The conference, co-hosted by FaithInvest and Operation Noah, heard how faith groups are currently taking action on climate change through their investments such as divesting from fossil fuels and investing in sustainable energy.

Paul Jaffe, head of ESG: Real Assets for the Church Commissioners, said in the 18 months he had been at the Church Commissioners, which manages a £10.3bn investment fund, he had been struck by the extent to which “every decision is in relation to the environment, climate change, and asking ‘are we doing enough?’” He said, “I also see this in other faith organisations that either are part of the Anglican Church or wider, and that recognition that doing good on a day-to-day basis should be backed up by how our investments work.”

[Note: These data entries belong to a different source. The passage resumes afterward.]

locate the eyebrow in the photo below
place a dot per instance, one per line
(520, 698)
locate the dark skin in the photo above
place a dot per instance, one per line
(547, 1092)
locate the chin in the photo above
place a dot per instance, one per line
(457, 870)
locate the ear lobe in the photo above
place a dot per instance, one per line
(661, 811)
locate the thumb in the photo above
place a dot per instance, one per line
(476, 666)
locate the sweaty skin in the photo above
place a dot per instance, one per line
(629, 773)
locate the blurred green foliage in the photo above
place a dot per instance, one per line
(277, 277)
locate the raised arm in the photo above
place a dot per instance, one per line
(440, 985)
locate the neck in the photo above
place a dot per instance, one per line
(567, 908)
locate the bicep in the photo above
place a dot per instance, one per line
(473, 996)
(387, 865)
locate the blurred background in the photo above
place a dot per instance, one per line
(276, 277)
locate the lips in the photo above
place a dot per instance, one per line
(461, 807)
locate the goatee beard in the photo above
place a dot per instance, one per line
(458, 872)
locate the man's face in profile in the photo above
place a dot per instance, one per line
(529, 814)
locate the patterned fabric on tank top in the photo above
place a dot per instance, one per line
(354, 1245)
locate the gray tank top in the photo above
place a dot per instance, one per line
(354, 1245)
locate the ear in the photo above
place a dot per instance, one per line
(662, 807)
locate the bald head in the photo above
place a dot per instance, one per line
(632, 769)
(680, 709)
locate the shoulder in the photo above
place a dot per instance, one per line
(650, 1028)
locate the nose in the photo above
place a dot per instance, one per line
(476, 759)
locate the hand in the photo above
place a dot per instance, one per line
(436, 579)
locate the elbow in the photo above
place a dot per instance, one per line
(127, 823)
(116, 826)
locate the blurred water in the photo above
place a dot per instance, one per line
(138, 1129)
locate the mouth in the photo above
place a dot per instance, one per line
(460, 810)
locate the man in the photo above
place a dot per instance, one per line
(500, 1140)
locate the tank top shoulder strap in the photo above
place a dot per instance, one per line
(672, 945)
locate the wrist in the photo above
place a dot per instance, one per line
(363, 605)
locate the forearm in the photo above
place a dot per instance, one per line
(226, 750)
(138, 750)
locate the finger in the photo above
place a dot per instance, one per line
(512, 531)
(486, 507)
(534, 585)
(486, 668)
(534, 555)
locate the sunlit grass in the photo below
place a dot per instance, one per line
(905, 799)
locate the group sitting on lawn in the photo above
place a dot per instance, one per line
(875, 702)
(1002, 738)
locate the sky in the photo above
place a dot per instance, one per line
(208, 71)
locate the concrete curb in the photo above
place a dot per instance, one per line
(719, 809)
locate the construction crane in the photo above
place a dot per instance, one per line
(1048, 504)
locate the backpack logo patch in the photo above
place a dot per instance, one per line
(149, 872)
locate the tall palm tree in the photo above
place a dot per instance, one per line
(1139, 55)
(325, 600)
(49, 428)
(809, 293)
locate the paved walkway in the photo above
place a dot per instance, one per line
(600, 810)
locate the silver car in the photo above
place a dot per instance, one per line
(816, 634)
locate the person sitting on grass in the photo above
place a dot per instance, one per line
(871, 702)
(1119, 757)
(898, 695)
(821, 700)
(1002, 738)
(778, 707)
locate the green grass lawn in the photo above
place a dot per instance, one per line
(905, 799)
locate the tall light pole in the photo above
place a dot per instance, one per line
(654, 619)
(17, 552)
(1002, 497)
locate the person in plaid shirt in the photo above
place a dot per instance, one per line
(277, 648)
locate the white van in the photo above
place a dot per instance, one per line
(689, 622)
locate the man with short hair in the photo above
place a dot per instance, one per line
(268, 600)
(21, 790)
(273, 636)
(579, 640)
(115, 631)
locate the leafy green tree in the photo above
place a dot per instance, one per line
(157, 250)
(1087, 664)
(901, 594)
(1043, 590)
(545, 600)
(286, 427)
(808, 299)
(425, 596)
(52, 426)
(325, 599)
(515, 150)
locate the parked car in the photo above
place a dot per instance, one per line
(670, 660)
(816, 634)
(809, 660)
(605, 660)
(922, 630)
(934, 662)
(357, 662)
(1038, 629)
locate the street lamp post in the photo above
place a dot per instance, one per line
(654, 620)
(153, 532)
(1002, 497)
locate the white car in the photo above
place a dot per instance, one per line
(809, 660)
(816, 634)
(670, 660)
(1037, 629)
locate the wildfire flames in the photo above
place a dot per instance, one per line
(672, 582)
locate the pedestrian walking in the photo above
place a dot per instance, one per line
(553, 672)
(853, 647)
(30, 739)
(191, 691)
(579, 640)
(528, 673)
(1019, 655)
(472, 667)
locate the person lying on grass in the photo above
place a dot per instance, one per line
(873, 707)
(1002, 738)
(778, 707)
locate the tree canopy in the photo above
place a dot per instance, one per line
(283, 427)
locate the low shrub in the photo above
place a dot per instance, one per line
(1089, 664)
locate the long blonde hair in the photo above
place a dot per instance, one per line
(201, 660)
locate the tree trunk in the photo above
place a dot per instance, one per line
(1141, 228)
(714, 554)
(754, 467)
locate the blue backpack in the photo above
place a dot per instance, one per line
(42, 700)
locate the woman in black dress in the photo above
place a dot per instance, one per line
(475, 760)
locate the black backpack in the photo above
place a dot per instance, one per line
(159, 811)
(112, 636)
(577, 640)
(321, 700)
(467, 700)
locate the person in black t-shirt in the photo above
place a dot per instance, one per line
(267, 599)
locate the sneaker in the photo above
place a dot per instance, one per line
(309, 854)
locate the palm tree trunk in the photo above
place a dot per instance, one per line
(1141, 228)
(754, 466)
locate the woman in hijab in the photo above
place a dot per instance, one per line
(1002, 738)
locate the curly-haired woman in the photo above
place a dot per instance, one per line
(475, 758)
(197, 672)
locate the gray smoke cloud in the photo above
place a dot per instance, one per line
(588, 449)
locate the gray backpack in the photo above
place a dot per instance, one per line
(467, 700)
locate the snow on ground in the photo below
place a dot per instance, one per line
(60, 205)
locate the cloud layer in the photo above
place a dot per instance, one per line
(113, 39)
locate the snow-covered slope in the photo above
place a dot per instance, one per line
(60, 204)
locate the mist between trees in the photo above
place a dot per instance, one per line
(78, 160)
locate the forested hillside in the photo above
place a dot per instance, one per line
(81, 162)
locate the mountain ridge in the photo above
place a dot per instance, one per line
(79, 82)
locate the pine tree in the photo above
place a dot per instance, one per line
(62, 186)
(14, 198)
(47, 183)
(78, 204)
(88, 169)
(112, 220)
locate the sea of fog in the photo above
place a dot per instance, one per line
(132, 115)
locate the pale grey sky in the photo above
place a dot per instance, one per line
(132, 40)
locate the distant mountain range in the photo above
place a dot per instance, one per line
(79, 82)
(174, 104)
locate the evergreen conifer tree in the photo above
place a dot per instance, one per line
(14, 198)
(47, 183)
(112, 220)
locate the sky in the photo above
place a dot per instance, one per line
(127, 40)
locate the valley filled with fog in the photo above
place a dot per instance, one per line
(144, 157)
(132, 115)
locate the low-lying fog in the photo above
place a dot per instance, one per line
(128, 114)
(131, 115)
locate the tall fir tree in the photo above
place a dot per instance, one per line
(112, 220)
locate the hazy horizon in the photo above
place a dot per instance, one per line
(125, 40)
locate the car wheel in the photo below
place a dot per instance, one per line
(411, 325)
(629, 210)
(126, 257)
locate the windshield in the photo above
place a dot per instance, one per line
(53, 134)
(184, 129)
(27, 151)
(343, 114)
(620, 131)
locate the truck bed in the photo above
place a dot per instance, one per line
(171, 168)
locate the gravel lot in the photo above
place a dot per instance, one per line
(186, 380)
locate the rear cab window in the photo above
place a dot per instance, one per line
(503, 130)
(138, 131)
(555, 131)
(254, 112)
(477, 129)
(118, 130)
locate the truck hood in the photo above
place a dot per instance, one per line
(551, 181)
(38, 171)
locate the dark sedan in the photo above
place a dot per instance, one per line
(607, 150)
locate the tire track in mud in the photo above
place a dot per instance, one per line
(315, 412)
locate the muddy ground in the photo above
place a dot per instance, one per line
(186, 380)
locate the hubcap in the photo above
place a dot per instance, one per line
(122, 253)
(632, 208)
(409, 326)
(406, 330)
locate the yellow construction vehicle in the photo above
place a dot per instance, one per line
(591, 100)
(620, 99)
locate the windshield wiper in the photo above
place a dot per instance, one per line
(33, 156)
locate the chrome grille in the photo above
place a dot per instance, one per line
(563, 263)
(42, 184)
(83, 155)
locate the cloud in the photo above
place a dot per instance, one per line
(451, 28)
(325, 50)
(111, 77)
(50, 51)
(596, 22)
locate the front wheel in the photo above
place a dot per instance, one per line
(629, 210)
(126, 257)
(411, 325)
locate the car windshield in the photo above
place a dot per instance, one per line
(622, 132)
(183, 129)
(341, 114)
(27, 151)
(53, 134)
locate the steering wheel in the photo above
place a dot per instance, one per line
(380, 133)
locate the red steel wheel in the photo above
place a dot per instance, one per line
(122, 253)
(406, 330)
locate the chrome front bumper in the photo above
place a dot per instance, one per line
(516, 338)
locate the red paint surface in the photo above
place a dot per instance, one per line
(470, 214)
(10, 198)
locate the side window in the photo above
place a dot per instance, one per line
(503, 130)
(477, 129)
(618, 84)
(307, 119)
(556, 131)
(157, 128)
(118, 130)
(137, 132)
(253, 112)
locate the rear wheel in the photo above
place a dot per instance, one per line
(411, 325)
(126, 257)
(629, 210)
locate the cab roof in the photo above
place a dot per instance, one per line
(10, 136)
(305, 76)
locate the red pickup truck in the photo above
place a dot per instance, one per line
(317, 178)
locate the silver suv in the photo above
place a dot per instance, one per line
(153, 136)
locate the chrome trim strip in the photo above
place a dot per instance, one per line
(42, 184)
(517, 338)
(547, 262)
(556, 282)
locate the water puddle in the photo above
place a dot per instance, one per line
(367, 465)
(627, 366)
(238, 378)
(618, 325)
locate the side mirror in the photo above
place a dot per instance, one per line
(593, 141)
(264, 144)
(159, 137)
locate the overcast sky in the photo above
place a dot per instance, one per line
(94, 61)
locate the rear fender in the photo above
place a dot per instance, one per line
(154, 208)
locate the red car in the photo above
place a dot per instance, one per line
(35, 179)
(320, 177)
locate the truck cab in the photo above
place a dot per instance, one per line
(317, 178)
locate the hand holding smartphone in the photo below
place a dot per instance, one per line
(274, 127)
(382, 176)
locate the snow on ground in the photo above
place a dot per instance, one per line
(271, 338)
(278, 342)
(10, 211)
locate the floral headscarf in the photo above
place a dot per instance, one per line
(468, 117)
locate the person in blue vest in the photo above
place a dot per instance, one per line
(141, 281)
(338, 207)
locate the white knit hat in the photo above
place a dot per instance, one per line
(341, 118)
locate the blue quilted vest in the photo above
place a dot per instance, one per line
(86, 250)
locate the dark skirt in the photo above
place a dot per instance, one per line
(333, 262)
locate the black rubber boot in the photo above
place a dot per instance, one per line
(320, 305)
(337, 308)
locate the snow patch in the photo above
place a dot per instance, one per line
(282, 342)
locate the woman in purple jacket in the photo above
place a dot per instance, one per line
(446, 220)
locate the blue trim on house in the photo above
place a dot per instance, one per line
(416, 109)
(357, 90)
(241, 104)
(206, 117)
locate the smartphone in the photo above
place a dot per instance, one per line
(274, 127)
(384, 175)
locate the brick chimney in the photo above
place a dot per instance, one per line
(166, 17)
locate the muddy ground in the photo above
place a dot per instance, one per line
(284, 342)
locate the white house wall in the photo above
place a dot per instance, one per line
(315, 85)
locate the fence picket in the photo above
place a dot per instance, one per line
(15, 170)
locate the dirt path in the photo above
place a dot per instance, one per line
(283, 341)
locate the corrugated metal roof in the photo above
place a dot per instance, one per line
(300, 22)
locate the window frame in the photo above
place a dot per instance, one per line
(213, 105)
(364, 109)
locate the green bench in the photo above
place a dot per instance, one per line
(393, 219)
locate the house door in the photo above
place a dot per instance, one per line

However, in a 2023 FaithInvest study, shared by FaithInvest Director of Programmes Mathew Jensen, which looked at 87 publicly available investment policy and guidelines statements from religious groups, just 55 per cent explicitly stated that they took their faith values into account when making investment decisions. Of these, 36 per cent were involved in impact investing, where the intention is to generation positive social and environmental benefits alongside a financial return. “In contrast, only 5 per cent of the group that did not link their faith values to their investment policy were involved in impact investing,” he said.

One challenge facing smaller faith-based organisations is they often lack capacity. Mike Sturgess, chair of the Anglican Diocese of Truro diocesan board of finance, reported that around 10 per cent of its investment fund is in renewables and it has a significant property portfolio, but its investment committee is made up of only six volunteers who meet quarterly. Nevertheless, “we have incorporated Kingdom values into our investment policy… first, do no harm and then do some good.” It has already divested from fossil fuels.